🤖 AI Summary
This work proposes a scalable framework for task-conditioned video generation and robotic execution that operates without paired task-video supervision. Existing pretrained video generation models rely on detailed textual descriptions, limiting their applicability to high-level task planning and decision-making, while current approaches often require costly task-execution videos or external language model supervision. The proposed method first leverages a vision-language model (VLM) to automatically generate tasks and step-by-step solutions from unlabeled images, which then guide a pretrained video diffusion model (Demonstrator) to synthesize demonstration videos. Subsequently, through self-distillation, the learned behaviors are transferred to a lightweight Executor model that operates solely on images and short instructions, further refined via reinforcement learning with VLM-based feedback. This approach achieves the first successful knowledge transfer from caption-guided video generation to instruction-conditioned task solving, outperforming the Demonstrator under VLM evaluation protocols on WorldTasks and DreamGen benchmarks and demonstrating strong real-world robotic transfer capabilities.
📝 Abstract
Pretrained video generators are promising visual world models that exhibit emergent task-solving abilities; however, their reliance on detailed textual descriptions limits their direct use for planning and decision-making.
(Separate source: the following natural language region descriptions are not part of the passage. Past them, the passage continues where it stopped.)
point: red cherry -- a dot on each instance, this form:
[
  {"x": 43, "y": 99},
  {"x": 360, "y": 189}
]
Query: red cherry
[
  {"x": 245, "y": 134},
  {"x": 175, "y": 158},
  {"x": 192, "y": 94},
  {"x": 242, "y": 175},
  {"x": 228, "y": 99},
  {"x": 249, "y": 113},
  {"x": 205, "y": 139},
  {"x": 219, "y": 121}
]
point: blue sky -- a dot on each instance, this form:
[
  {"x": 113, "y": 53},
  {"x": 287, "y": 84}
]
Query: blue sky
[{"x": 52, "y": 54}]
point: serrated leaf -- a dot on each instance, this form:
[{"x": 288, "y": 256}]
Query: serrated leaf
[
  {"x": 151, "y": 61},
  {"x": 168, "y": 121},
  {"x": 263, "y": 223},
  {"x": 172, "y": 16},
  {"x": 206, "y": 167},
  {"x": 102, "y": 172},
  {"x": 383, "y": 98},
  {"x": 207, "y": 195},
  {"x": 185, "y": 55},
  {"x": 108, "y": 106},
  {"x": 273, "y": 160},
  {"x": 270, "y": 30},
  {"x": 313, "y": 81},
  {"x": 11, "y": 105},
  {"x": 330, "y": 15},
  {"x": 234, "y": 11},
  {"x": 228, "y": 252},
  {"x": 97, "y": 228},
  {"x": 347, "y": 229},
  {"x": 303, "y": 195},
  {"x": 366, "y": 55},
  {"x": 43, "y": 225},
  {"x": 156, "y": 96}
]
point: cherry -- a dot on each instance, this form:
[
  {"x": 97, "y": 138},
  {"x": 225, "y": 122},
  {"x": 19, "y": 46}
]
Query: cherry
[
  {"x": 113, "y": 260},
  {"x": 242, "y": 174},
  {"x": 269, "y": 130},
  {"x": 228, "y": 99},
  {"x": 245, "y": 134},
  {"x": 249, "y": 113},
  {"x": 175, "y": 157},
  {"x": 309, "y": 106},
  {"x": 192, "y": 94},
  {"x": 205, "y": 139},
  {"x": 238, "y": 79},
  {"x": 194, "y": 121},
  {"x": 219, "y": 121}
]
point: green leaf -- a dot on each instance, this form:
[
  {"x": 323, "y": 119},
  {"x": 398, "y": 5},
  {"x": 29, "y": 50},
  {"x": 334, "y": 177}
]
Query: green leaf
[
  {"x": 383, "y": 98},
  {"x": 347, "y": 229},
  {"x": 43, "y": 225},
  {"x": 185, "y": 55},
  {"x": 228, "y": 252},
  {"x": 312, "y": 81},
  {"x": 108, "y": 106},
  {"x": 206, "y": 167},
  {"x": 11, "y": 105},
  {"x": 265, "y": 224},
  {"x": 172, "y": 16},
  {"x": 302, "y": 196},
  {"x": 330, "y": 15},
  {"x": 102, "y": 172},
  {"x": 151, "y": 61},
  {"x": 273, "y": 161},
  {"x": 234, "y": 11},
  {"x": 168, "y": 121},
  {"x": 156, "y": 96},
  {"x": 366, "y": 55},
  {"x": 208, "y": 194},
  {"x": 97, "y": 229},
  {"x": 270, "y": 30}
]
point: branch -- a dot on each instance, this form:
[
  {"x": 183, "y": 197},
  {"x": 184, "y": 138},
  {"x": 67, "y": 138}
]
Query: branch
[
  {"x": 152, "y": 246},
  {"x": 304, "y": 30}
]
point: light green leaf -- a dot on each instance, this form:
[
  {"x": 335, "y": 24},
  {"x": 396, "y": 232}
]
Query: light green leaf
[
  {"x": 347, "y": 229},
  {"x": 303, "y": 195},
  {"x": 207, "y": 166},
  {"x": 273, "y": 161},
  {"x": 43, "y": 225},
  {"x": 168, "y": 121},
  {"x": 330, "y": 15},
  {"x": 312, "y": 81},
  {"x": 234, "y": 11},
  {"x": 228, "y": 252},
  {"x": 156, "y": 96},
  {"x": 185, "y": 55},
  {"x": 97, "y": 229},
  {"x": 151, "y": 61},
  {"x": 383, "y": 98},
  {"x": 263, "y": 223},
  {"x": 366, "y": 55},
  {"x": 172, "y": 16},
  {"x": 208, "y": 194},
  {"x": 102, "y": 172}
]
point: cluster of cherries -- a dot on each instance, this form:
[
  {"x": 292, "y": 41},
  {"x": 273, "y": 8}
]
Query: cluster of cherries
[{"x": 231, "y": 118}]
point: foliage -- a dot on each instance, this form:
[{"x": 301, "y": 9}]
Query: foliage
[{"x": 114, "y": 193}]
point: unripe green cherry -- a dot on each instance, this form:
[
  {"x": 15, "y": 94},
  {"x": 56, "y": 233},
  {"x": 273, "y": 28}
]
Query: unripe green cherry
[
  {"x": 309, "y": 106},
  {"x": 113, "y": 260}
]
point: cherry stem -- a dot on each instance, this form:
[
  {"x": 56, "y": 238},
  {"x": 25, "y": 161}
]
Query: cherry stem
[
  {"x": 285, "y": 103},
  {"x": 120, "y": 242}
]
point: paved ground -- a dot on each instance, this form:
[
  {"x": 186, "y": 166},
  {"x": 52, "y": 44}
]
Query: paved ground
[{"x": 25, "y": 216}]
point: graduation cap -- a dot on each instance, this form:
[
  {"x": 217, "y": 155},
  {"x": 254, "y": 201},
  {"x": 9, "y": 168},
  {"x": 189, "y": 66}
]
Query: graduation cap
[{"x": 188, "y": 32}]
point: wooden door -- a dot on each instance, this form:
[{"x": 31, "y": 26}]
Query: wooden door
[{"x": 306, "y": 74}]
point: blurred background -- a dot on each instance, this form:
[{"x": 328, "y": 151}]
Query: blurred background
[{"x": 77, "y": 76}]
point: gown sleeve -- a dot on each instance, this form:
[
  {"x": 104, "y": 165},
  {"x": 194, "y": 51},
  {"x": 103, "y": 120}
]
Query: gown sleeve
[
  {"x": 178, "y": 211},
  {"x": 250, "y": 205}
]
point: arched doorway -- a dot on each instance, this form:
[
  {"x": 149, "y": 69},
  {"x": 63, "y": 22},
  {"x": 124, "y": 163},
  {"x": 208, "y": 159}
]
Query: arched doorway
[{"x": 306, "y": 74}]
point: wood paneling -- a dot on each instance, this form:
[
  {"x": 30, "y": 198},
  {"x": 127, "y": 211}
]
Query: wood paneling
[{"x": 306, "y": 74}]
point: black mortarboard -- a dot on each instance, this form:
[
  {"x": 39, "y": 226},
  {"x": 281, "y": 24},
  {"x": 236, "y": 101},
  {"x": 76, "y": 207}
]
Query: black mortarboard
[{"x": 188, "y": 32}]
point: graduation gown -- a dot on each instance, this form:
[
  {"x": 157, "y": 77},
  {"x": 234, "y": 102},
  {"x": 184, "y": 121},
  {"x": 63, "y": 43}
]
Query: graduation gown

Existing approaches either outsource this reasoning to language or vision-language models, or rely on supervised fine-tuning with paired task-execution videos, which are costly to collect and difficult to scale. We propose a scalable framework that elicits task-solving ability in such models by combining self-distillation with reinforcement learning. Given an unlabeled scene image, a vision-language model generates a candidate task and a detailed step-by-step solution. The solution conditions a pretrained video diffusion model, the Demonstrator; we distill its behavior into an Executor conditioned only on the image and a short task prompt. This transfers execution knowledge from caption-guided generation to instruction-conditioned task solving without curated task-video supervision. We further improve the Executor with reinforcement learning from VLM feedback, exploiting the asymmetry between judging whether a sampled video satisfies a task and generating the solution. Experiments on our proposed WorldTasks-Benchmark and the DreamGen robotics benchmark show that the Executor surpasses the Demonstrator under our VLM-based evaluation protocol and transfers competitively to robotic tasks.